Docini exhala un souffle, son cœur tambourinant dans sa cage thoracique. Bien vite elle avisa son retard et s’adapta à la cadence du peloton. Sur sa lancée, elle jeta un ultime coup d’œil derrière, là où Taori s’était pelotonnée, comme vidée de sa substance, laissée pour compte dès son utilité achevée.

Pourvu que ma sœur lui épargne de futurs tourments… Malheureusement, je ne dois plus me soucier d’elle maintenant. La bataille se situe devant moi. Et elle ne laissera personne indemne.

Désolée, Taori, pour le traitement que tu as subi.

— Mages ! réclama Jounabie. Réagissez ! Tuez-en un maximum avant qu’ils ne franchissent les murailles ! C’est vos vies qui sont en jeu, pensez-y !

Docini redressa le chef, et aperçut alors à qui la dirigeante s’adressait. Des mages occupaient les toits des bâtiments à proximité de la nouvelle entrée. Ils avaient planifié un minimum. Une armée qui se dirige vers l’une des plus grandes cités d’un empire passe rarement inaperçue. Ils se concernèrent dans le déploiement des bras : des particules lumineuses, emportées dans un mouvement hélicoïdal, montaient de pleine intensité.

Le ciel s’assombrit.

Des éclairs s’illuminèrent dans l’amoncellement de nuages d’incomparable grisaille.

Et quand le grondement du tonnerre parvint à leurs tympans, ils réalisèrent quelle puissance avait été rassemblée.

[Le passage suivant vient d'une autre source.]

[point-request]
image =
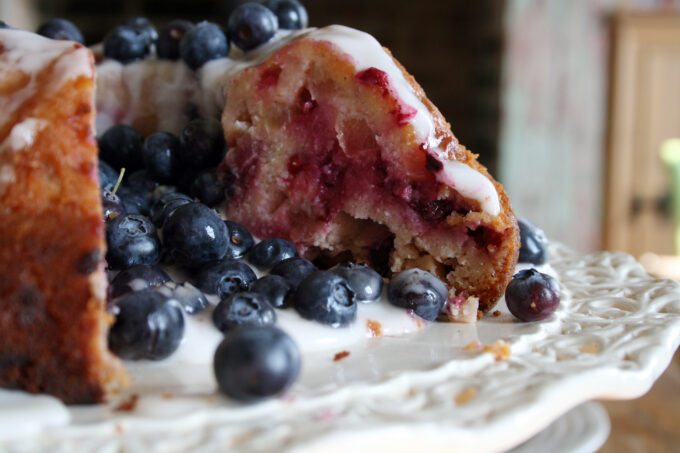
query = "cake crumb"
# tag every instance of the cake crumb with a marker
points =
(590, 348)
(340, 355)
(127, 405)
(500, 350)
(466, 395)
(462, 307)
(374, 328)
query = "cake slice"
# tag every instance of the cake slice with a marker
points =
(53, 321)
(335, 147)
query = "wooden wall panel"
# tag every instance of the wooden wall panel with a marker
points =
(644, 111)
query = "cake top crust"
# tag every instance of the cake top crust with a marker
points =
(372, 63)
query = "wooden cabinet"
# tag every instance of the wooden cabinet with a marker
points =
(644, 111)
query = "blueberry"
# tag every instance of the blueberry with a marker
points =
(145, 29)
(112, 205)
(158, 154)
(202, 144)
(107, 176)
(254, 363)
(121, 146)
(418, 290)
(225, 278)
(167, 210)
(275, 288)
(169, 38)
(204, 42)
(532, 296)
(195, 235)
(294, 269)
(134, 202)
(140, 181)
(269, 252)
(189, 297)
(61, 29)
(159, 205)
(534, 248)
(126, 44)
(365, 282)
(243, 309)
(251, 25)
(131, 239)
(325, 297)
(240, 240)
(137, 278)
(208, 187)
(290, 13)
(148, 326)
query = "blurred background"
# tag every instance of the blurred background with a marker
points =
(567, 102)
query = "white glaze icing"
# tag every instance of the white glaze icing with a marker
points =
(23, 134)
(29, 53)
(612, 336)
(367, 52)
(470, 184)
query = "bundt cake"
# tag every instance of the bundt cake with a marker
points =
(335, 147)
(53, 321)
(331, 145)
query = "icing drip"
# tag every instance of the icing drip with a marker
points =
(206, 91)
(29, 53)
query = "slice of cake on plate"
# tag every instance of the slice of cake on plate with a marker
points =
(336, 147)
(53, 321)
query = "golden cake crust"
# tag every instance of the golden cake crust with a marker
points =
(53, 321)
(264, 105)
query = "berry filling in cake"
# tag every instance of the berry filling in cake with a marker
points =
(295, 190)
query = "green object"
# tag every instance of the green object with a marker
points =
(670, 156)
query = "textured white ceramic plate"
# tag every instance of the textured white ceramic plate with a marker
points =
(613, 335)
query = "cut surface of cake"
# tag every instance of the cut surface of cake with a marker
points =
(335, 147)
(53, 321)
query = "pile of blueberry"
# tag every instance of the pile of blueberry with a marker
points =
(249, 26)
(149, 222)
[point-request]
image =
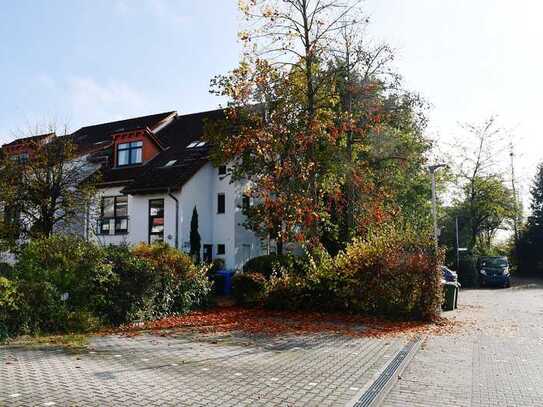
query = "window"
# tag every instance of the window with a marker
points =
(196, 144)
(221, 203)
(130, 153)
(156, 220)
(114, 215)
(245, 202)
(20, 158)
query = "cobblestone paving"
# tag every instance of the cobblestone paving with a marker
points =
(495, 360)
(184, 370)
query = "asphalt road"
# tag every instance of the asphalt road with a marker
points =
(494, 358)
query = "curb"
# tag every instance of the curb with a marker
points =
(374, 393)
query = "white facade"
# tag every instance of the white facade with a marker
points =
(200, 191)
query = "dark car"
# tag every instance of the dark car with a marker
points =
(494, 271)
(449, 275)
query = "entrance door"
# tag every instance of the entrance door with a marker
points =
(156, 220)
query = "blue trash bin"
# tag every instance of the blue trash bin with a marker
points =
(227, 278)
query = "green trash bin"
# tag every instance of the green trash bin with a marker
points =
(450, 294)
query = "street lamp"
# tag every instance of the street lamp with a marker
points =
(433, 169)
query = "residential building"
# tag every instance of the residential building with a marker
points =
(154, 170)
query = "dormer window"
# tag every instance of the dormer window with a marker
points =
(130, 153)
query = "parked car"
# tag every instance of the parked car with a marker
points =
(494, 271)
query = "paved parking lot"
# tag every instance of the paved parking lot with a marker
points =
(496, 359)
(232, 370)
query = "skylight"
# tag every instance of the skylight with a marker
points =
(196, 144)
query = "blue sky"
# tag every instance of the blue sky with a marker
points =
(82, 62)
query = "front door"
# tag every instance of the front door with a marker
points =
(156, 220)
(208, 253)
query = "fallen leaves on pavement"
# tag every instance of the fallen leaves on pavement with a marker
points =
(262, 321)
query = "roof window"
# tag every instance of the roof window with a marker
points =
(196, 144)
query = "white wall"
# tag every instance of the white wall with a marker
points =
(200, 191)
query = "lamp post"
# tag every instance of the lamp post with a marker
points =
(433, 169)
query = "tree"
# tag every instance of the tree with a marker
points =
(318, 124)
(51, 189)
(485, 205)
(195, 239)
(529, 249)
(280, 110)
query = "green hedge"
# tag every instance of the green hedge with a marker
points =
(391, 273)
(249, 288)
(63, 284)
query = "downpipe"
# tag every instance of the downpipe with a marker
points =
(176, 218)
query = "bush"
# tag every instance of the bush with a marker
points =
(270, 264)
(153, 281)
(393, 273)
(63, 284)
(6, 270)
(183, 285)
(69, 264)
(8, 307)
(249, 288)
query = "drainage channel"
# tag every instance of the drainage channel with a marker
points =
(376, 392)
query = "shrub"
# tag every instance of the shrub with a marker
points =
(6, 270)
(249, 288)
(65, 284)
(310, 283)
(269, 264)
(393, 273)
(8, 307)
(183, 285)
(153, 281)
(69, 264)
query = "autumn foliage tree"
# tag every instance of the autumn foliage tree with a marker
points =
(50, 189)
(316, 122)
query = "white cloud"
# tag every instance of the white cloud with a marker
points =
(92, 101)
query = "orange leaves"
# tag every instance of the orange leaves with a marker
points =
(262, 321)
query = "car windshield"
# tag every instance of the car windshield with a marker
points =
(494, 262)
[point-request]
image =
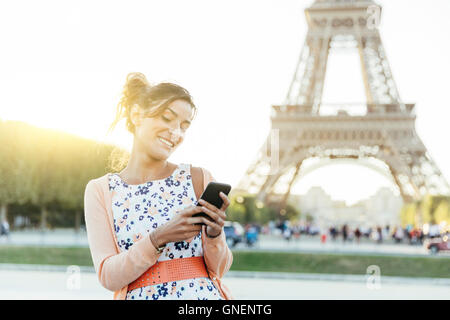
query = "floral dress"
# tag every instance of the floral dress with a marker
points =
(139, 209)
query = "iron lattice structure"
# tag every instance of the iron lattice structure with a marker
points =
(380, 133)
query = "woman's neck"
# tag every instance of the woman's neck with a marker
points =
(142, 168)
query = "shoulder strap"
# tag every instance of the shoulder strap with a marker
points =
(197, 180)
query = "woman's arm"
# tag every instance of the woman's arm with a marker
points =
(114, 270)
(217, 254)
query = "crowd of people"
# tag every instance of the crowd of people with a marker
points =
(379, 234)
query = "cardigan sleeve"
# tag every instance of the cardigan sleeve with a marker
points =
(218, 256)
(114, 270)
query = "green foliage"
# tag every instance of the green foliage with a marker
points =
(42, 168)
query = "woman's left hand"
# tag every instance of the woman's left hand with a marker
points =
(218, 216)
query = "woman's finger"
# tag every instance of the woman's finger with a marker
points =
(226, 201)
(214, 226)
(212, 209)
(215, 216)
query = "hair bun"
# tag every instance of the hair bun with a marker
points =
(135, 86)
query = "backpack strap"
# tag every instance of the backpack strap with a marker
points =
(197, 180)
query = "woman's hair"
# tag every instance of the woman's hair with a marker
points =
(151, 99)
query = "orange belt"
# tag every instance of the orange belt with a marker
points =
(171, 270)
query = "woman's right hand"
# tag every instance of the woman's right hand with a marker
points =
(181, 227)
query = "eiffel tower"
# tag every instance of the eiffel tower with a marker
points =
(379, 133)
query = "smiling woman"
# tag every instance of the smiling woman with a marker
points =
(144, 241)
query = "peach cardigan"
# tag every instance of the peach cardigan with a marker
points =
(116, 269)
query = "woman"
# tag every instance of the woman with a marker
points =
(144, 242)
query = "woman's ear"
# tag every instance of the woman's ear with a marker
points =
(135, 115)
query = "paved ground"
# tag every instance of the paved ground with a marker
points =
(54, 285)
(273, 243)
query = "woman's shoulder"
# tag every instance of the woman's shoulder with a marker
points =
(96, 184)
(199, 170)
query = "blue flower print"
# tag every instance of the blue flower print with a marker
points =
(149, 206)
(163, 291)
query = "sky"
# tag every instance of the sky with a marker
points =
(63, 65)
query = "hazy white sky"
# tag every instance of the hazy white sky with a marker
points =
(63, 65)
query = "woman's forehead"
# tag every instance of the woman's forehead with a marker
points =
(180, 108)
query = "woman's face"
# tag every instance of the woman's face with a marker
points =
(159, 136)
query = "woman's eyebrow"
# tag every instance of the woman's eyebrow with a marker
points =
(177, 115)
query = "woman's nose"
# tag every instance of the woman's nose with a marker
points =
(175, 134)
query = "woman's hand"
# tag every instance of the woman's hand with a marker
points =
(218, 216)
(181, 227)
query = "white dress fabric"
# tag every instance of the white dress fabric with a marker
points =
(139, 209)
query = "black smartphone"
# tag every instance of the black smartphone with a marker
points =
(211, 195)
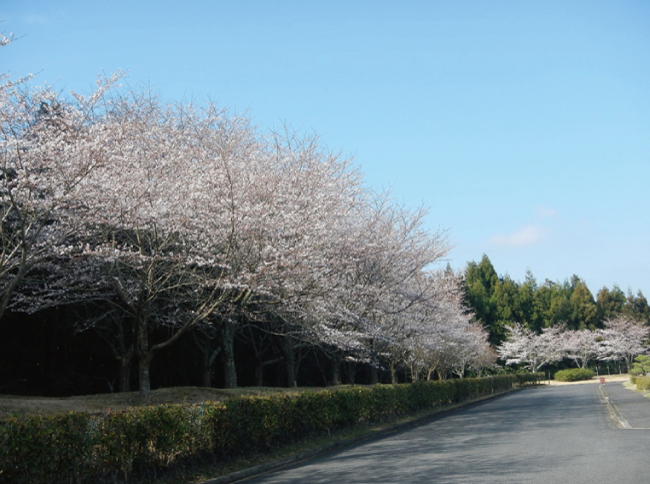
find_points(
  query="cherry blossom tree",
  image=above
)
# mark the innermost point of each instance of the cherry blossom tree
(48, 146)
(622, 339)
(581, 346)
(525, 347)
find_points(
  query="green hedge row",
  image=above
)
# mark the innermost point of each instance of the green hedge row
(80, 447)
(574, 374)
(641, 382)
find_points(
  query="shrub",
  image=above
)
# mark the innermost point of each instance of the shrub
(79, 447)
(643, 383)
(575, 374)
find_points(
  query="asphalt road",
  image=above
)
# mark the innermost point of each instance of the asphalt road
(562, 434)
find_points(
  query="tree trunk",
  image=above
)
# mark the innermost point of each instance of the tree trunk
(124, 383)
(374, 375)
(393, 374)
(228, 355)
(351, 371)
(335, 360)
(144, 357)
(289, 361)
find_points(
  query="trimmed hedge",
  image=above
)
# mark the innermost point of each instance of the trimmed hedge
(641, 382)
(80, 447)
(574, 374)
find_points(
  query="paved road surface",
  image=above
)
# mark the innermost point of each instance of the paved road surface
(562, 434)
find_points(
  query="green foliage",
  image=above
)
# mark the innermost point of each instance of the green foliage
(80, 447)
(574, 374)
(641, 365)
(499, 302)
(642, 383)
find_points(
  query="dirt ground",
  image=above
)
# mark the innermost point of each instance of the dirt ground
(22, 405)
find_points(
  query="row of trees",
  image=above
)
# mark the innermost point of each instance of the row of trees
(154, 221)
(499, 302)
(620, 339)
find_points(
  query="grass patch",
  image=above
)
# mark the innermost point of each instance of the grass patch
(196, 473)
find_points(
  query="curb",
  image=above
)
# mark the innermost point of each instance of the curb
(280, 463)
(614, 412)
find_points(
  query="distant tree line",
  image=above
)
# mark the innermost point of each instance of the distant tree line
(152, 244)
(500, 302)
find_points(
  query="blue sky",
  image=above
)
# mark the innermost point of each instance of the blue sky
(524, 126)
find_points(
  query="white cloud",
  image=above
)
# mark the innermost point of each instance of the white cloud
(525, 236)
(544, 212)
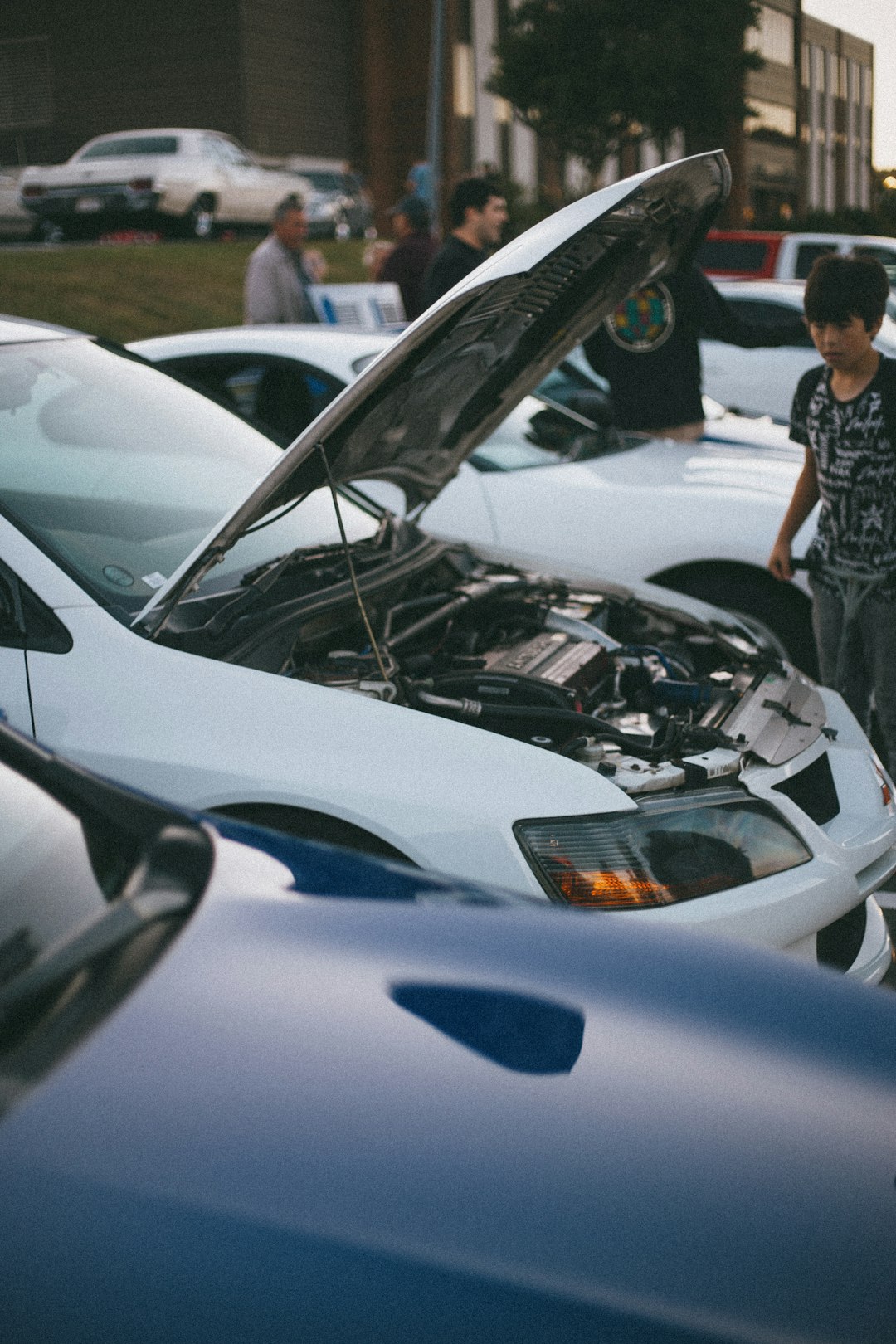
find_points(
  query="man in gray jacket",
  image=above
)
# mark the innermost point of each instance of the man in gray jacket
(277, 275)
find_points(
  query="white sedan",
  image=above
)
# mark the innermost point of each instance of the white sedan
(553, 487)
(184, 606)
(762, 382)
(190, 180)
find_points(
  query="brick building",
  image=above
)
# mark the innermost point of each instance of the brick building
(349, 80)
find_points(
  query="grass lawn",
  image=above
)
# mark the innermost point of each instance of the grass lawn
(125, 292)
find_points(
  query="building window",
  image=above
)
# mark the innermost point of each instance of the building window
(772, 38)
(772, 121)
(464, 80)
(26, 86)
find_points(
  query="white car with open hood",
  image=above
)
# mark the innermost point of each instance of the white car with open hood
(555, 487)
(171, 178)
(182, 608)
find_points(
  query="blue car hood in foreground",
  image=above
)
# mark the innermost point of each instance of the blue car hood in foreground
(336, 1120)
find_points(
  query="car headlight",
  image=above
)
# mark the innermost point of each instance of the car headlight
(670, 850)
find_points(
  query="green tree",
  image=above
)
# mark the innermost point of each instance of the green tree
(590, 74)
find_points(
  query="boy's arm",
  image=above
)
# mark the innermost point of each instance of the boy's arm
(804, 500)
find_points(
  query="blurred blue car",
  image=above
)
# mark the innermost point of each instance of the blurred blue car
(242, 1101)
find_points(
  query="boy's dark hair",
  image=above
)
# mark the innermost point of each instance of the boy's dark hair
(840, 288)
(470, 194)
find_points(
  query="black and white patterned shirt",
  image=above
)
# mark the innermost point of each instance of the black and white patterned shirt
(855, 449)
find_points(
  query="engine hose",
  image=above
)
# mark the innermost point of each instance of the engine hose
(475, 593)
(542, 718)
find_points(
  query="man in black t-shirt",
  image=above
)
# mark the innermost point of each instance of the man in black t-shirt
(844, 414)
(648, 350)
(479, 214)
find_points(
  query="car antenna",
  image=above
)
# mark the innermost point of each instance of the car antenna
(351, 566)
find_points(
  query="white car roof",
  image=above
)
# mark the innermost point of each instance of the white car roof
(14, 331)
(334, 348)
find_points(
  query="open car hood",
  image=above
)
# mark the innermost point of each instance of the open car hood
(431, 397)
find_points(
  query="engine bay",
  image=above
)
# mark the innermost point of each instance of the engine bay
(641, 691)
(635, 693)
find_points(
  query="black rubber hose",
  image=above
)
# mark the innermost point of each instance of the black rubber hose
(538, 717)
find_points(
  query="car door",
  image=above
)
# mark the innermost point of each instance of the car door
(250, 187)
(757, 382)
(24, 624)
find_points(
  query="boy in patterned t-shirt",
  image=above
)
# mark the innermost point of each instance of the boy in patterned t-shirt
(845, 416)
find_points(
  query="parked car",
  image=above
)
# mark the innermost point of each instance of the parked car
(243, 1103)
(186, 613)
(17, 223)
(757, 254)
(762, 382)
(338, 205)
(555, 487)
(188, 182)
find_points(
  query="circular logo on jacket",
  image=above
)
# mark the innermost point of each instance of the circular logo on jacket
(644, 320)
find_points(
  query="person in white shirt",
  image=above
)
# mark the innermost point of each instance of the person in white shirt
(280, 272)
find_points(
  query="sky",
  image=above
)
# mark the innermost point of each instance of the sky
(874, 21)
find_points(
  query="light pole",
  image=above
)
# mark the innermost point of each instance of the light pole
(434, 106)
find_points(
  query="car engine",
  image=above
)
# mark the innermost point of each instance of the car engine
(635, 693)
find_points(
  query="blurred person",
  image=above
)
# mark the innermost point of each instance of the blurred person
(844, 414)
(278, 270)
(648, 350)
(406, 264)
(419, 182)
(479, 214)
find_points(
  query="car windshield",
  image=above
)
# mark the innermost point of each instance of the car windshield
(125, 147)
(325, 180)
(119, 472)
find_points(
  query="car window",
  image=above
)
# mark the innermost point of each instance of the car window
(733, 254)
(119, 472)
(230, 152)
(885, 256)
(125, 147)
(807, 254)
(281, 397)
(538, 433)
(768, 314)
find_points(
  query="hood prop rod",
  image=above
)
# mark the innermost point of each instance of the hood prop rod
(347, 552)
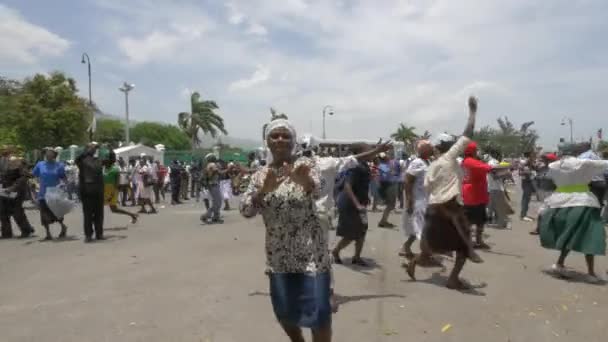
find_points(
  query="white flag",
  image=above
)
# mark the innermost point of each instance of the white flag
(93, 126)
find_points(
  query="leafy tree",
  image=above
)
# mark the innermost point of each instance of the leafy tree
(426, 135)
(153, 133)
(202, 117)
(44, 111)
(506, 138)
(110, 131)
(406, 135)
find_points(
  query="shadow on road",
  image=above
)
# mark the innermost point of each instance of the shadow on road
(340, 299)
(348, 299)
(440, 280)
(573, 276)
(116, 228)
(490, 251)
(371, 265)
(55, 240)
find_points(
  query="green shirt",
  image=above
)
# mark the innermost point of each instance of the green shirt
(111, 175)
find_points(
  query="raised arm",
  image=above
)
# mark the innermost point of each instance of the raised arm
(470, 127)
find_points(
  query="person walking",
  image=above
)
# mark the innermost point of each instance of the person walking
(572, 219)
(527, 174)
(389, 185)
(175, 179)
(446, 228)
(475, 192)
(297, 255)
(352, 207)
(195, 184)
(416, 197)
(71, 174)
(91, 192)
(159, 182)
(123, 181)
(14, 189)
(211, 182)
(111, 179)
(50, 173)
(145, 184)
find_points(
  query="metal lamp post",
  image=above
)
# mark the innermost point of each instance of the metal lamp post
(325, 111)
(571, 129)
(126, 88)
(87, 60)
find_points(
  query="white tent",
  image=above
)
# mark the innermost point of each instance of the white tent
(135, 151)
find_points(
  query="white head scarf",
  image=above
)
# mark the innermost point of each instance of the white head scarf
(281, 123)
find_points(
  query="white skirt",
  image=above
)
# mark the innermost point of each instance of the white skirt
(413, 225)
(226, 188)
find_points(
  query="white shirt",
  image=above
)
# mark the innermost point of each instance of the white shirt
(494, 184)
(573, 171)
(418, 168)
(443, 180)
(330, 167)
(593, 156)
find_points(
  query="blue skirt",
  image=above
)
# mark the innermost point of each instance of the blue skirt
(301, 299)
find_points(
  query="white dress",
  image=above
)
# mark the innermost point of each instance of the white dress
(144, 192)
(413, 225)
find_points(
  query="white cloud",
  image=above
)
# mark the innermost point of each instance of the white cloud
(260, 75)
(257, 29)
(235, 17)
(22, 42)
(378, 62)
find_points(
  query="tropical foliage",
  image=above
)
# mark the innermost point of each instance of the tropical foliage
(506, 138)
(202, 118)
(406, 135)
(44, 110)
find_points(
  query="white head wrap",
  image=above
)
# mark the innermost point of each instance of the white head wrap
(281, 123)
(443, 137)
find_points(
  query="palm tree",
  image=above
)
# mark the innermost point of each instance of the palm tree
(201, 118)
(406, 135)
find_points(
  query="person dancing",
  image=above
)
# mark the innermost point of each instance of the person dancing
(571, 220)
(297, 255)
(446, 226)
(416, 199)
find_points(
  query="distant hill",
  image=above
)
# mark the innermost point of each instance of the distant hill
(207, 140)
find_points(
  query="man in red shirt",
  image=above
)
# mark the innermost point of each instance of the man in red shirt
(475, 192)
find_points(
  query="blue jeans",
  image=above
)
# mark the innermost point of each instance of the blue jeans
(216, 203)
(526, 196)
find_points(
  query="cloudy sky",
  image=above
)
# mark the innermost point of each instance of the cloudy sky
(378, 63)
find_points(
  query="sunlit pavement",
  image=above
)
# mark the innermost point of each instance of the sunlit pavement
(169, 278)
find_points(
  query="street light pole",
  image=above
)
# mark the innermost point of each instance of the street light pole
(331, 112)
(571, 127)
(126, 88)
(87, 60)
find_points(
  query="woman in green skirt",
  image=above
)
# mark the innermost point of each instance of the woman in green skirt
(572, 219)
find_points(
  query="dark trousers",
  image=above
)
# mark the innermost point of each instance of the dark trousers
(400, 195)
(526, 196)
(195, 189)
(13, 208)
(123, 190)
(599, 190)
(92, 209)
(175, 191)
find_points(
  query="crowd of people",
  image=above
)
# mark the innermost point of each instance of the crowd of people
(97, 181)
(449, 192)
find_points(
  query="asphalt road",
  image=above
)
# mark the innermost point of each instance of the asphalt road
(168, 278)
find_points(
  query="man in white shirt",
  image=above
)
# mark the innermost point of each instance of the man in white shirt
(330, 168)
(446, 227)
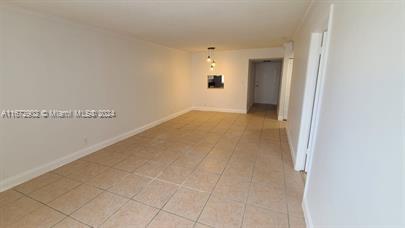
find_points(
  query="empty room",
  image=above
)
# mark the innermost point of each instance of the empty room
(174, 113)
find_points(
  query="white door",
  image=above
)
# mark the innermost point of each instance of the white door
(314, 114)
(267, 82)
(310, 109)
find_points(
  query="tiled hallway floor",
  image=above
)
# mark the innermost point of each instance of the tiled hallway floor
(201, 169)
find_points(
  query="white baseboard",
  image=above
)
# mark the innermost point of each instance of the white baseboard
(215, 109)
(307, 215)
(32, 173)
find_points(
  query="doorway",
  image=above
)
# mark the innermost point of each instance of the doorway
(264, 83)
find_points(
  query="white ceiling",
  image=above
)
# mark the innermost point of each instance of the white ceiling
(191, 25)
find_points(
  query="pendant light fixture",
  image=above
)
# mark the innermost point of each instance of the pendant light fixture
(210, 57)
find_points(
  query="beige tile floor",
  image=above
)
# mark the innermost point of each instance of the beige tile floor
(201, 169)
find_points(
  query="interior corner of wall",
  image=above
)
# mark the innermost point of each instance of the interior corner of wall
(307, 214)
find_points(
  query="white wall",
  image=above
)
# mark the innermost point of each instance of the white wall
(357, 167)
(268, 76)
(234, 65)
(50, 63)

Des jets de foudre s’abattirent de part et d’autre des troupes. Si célères que toute esquive parût insensée. Si efficaces que la dizaine de cavaliers abattus pérît sur le coup. Maints impacts touchèrent le sol, d’où décollèrent des masses de sable, aveuglant quiconque se trouvait à proximité. La discorde est semée. La mélodie de la fatalité est entonnée à tue-tête.

— Brandissez vos armes ! enjoignit Godéra. Déviez leurs sorts !

Les cavaliers s’appliquèrent à l’approche de la seconde salve. Néanmoins, non seulement d’autres s’écroulèrent, mais des sphères enflammées accompagnèrent les rafales d’éléments issue du ciel. Il suffisait des secondes et les volontés de conquête se trouvaient caduques. Ces hommes et femmes, rassemblés dans un but commun, succombaient en masse, ce avant même de pénétrer à Doroniak. Édelle manqua de peu d’être touchée, puis sa monture bifurqua auprès du second qui brandissait sa lame.

Foudres et boules de feu pleuvaient en continu. Seule une fraction négligeable gagnait les pointes du métal, alors renvoyés vers les assaillants, quoique trop éloignés pour un impact significatif. Docini avait beau inciter son cheval d’aller au triple galop, elle craignait chaque seconde d’être la prochaine victime.

Connaissais-je ces soldats et miliciens ? Je ne pense pas. Portaient-ils tous des idéaux nobles ? Sûrement pas. Et pourtant… Et pourtant…

Des tourbillons de flammes dévoraient les uns, des éclats éblouissants fauchaient les autres. Cavaliers et montures se heurtaient en même temps à la fin d’une si longue traversée.

Un instant suffit pour que la vie s’achève. Pour que toutes les luttes se terminent dans le vide et l’absurdité. À quoi bon se rues tels des désespérés si un implacable destin nous accueille ? L’existence en perd un sens. Telle est l’ironie des batailles.

La densité des troupes diminuait au contraire du déferlement de flux. Atteindre les murailles constituait l’aubaine à saisir, et à la vitesse à laquelle galopaient les chevaux, l’objectif leur tendait les bras. Déjà les cavaliers en tête du peloton firent bondir leurs montures par-dessus les gravats.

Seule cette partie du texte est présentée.